Enabling the provider
For those who want to take part in building a proprietary telemedicine offering, there is a significant financial investment. It also takes time: from hiring programmers and developers to building the platform, to creating the interfaces for integration into the electronic medical records and protection of privacy software. During the pandemic, some of the legislation hurdles were lessened but the subscription to existing platforms or the building of new ones is still daunting, to say the least. For smaller systems, the use of applications like Zoom or even Facetime was allowed; however, it is unclear whether that will continue to be allowed post state of emergency.
Health systems also need to plan for expanding use of telemedicine from a staffing perspective. In true clinical settings, health systems need to decide which providers they will divert to phone lines and/or video visits, and how to manage their patient flow while still ensuring enough staff to manage in-person care. Currently there are designated hours of office visits and virtual visits to keep the flow of traffic and possible spread of infection to a minimum. Clinicians must also consider how and to what extent current liability and malpractice coverage covers virtual visits. The expansion to telemedicine could carry a higher premium as there is increased room for error or misdiagnosis.
Finally, the question of quality when evaluating patients remotely from their homes compared to in-person is one that cannot be easily solved.

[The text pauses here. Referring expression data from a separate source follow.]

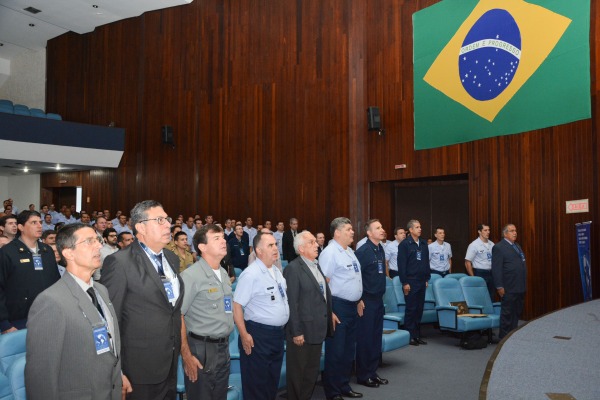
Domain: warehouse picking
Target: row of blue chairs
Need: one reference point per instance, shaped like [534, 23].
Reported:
[440, 293]
[7, 106]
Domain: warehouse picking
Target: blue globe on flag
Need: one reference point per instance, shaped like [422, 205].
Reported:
[490, 55]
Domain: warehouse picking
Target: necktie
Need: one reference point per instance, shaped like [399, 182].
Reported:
[158, 259]
[92, 294]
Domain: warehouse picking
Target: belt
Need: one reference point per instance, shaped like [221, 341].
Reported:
[209, 339]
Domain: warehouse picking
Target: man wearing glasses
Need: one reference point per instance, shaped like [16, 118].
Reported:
[147, 292]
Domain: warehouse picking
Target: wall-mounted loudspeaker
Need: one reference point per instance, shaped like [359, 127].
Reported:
[167, 135]
[373, 118]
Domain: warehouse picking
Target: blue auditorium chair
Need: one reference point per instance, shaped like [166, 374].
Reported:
[16, 378]
[12, 346]
[36, 112]
[393, 317]
[478, 298]
[447, 291]
[456, 276]
[20, 109]
[54, 116]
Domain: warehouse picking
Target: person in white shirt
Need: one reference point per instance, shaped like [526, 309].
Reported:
[440, 254]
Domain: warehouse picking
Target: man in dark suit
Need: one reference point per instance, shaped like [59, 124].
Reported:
[73, 342]
[147, 292]
[310, 320]
[510, 277]
[287, 244]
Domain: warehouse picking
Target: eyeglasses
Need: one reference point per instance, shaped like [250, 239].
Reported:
[90, 241]
[159, 220]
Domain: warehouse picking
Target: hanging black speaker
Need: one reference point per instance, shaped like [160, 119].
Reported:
[373, 119]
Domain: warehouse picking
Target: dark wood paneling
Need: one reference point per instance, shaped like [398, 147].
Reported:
[268, 104]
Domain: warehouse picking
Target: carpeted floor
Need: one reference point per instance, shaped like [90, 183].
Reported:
[439, 370]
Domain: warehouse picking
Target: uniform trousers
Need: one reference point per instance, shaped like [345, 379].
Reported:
[510, 311]
[261, 369]
[415, 301]
[302, 369]
[213, 379]
[370, 335]
[339, 350]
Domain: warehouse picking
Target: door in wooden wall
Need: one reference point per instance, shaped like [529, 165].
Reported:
[439, 202]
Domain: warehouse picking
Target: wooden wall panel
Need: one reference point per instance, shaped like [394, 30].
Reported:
[268, 105]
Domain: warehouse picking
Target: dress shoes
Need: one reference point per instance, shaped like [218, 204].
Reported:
[368, 383]
[381, 381]
[352, 394]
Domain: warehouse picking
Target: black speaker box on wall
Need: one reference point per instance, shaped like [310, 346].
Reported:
[373, 118]
[167, 134]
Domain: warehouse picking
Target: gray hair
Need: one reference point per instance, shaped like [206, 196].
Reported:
[411, 223]
[338, 224]
[300, 239]
[140, 212]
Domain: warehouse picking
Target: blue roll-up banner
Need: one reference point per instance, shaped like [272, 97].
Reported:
[585, 260]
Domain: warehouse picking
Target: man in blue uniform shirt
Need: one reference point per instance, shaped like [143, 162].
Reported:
[413, 269]
[341, 267]
[260, 311]
[370, 326]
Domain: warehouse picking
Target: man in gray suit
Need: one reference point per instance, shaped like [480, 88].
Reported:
[73, 344]
[310, 317]
[146, 290]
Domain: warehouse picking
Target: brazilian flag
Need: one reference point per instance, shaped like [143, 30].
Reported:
[489, 68]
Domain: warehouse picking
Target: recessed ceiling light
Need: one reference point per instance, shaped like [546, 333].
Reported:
[32, 10]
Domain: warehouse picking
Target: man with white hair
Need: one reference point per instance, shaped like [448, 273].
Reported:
[310, 321]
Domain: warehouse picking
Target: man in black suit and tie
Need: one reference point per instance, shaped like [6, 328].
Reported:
[510, 277]
[147, 292]
[289, 253]
[310, 320]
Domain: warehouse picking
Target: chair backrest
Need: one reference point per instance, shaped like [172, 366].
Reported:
[12, 345]
[389, 297]
[446, 291]
[476, 293]
[456, 276]
[399, 293]
[16, 378]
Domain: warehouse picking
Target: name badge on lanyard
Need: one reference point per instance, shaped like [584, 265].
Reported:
[101, 340]
[37, 262]
[228, 305]
[169, 289]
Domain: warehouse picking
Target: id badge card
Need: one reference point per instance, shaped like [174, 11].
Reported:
[228, 305]
[169, 290]
[37, 262]
[101, 340]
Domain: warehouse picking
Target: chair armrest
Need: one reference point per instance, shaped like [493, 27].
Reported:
[475, 309]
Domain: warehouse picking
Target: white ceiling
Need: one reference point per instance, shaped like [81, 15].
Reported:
[17, 35]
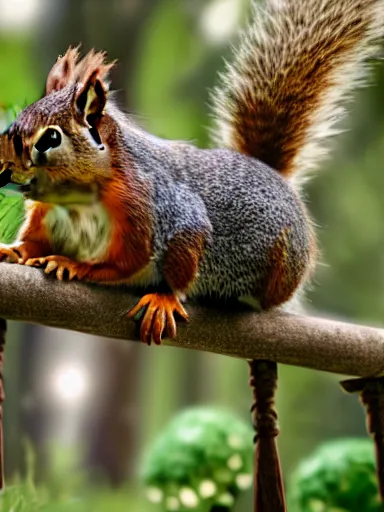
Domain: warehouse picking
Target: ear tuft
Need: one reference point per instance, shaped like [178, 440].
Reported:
[93, 64]
[63, 71]
[92, 87]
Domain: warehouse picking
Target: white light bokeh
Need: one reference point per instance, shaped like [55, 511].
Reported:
[220, 20]
[70, 383]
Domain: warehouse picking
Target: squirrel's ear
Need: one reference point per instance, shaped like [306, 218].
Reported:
[63, 71]
[90, 98]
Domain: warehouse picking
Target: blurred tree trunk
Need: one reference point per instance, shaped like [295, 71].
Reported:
[114, 27]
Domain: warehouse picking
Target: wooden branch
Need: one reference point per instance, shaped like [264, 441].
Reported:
[27, 295]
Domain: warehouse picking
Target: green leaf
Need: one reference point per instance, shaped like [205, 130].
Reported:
[11, 215]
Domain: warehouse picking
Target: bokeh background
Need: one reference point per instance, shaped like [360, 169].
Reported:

With the advances in remote monitoring devices that can detect heartrate, blood pressure, O2 saturation, and body temperature, most vitals in chronic patients can be solved for. While more at-home tests appear on the market that can be issued by providers, there is still a long way to go for more serious conditions.
For existing care and chronic disease management programs offered by large health systems and payers alike, though, it’s a perfect use case. The ability for a provider and a specialist to have a virtual peer-to-peer or treatment discussion will undoubtedly expand the use of and favorability of telemedicine offered in a clinical setting. Ultimately, its use in current treatment plans or side-by-side care will be a driving factor in the expansion of telehealth applications in the near and long-term, turning the patient-care continuum on its head.
What this means for healthcare
For consumers, the concept of virtual medicine—which took on futuristic tones in the not too distant past—is not only growing in its adoption but in capability and quality as well. Telehealth enables consumers to access care from anywhere, avoid risk of spreading or catching disease, and enjoy a quality of care outside the institutional setting.
For providers, it allows lower-level practitioners to carry higher loads and increases the number of patients seen, which then leads to higher reimbursements. This in turn expands the reach to high-risk consumers that may have limited access, thus improving the management of chronic conditions and overall health outcomes.
Finally, for payers, it provides a key component to the reimbursement schedule that lowers rates, a long time ask of consumers. Allowing payers and providers to utilize virtual platforms enhances the care management and in-home models that payers have focused on for years, which adds to the value of a plan. And lastly, it allows the expansion of networks beyond the geographic location of a member, solving long-held challenges for many payers.